Now that it’s New Year already, we know most of you wants to start saving as your New Year’s resolution. Is it really not that surprising right? Since most of us wanted to be financially stable to be able to do and provide what we want without feeling deprived, nor drained out from our expenses. We wanted to be able to shop to our heart’s content, eat like there’s no tomorrow, and travel the world like we’re the boss without worrying about running out of penny the next day.
How do we ensure ourselves that we’re placing our money to the right place? Here are the types of savings you should get in order to be financially secured.
We all know about savings. It’s incredibly simple to do. You can do it either manually or electronically. If manually, you can do it by buying a piggy bank and drop some coins and money there whenever you have one. While this is really the simplest way to save, it’s incredibly risky too. Why do you ask? it’s because it’s so easy to break that piggy bank and get the money right away. If you’re not so good in having self-control. When you do, then we recommend this second option for you.
If you are having a trouble saving using the piggy bank, you can opt to save using a bank account. Having a bank account is actually an effective way to save because your money is being deposited in an account. Sometimes, you also have a maintaining balance you need to retain too, so it will force you to practice discipline and self-control.
Having a savings bank account is essential because, in the case of emergency, where you are in need of immediate money, you can withdraw from your savings. This will help you to cope up with situations without getting in debt.
Having a savings bank account is essential for you especially in terms of emergency cases, but keep in mind that it is only for short term. Your bank account will burn out if you ran out of money? What will happen after 30 years and you’re weak enough to work further? Being financially stable doesn’t only covers the now in your life. You should also think about your long-term stability too. And you can do that by getting an insurance policy.

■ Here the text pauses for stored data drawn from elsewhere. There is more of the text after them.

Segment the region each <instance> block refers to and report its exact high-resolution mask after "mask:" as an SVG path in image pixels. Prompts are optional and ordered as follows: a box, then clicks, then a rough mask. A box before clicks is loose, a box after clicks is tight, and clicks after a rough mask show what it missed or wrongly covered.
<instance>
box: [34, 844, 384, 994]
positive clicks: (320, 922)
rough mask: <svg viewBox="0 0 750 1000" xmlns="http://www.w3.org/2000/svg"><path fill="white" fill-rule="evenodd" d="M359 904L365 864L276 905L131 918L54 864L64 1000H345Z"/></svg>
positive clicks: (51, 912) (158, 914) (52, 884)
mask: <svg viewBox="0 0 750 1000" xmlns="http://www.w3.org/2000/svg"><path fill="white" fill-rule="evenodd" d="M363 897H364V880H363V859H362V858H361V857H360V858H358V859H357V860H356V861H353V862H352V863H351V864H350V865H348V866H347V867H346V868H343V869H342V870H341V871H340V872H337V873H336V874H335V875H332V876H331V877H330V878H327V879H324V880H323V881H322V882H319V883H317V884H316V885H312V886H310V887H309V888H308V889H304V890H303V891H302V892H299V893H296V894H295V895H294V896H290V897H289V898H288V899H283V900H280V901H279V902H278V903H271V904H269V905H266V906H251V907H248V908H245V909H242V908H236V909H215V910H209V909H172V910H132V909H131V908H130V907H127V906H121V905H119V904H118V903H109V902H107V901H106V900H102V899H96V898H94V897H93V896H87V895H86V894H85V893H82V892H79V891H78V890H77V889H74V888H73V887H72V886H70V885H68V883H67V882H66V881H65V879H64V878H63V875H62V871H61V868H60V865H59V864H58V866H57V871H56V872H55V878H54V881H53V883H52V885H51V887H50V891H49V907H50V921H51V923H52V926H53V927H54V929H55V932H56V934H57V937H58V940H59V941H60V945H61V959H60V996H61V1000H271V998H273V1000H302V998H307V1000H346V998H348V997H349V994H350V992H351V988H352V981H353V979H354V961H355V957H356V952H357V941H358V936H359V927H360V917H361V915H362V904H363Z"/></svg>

While you’re working hard enough to earn money, you can place a portion of it to an insurance policy. This passive money of yours will work in turn to let your money grow. So that by the time of its maturity, you already have enough money to sustain you the moment you retired. If in any case, something unfortunate will happen to you, you are still prepared since your immediate family will be covered by the policy.
If you already have a bank savings plus insurance, then that is good for you. You’re already secure enough to be able to live on your own, without asking help from others. But if you still wish to let your money grow and live a luxurious and comfortable life, then you need to acquire this last type of savings: investments.
If you ever dream of having a business someday, a real estate property, or travel around the world, then you need to start investing. Investing can help you multiply your money as many times as you want (depending on your risk fund) so that you can earn the capital you need in building your dream. You will be investing your money in the international stocks market and your earnings will be based on the inflation rate in the market. It’s quite risky, that’s why you need to choose what type of fund you’re willing to invest.
Investing your money on all three (even one, such as savings) can be very difficult. But trust us when we say that in the end, it will be worth it. This is the proper way in organizing your money to become financially fit and stable. If you are interested in getting an insurance policy or investment fund, you can talk to your financial advisers to help you.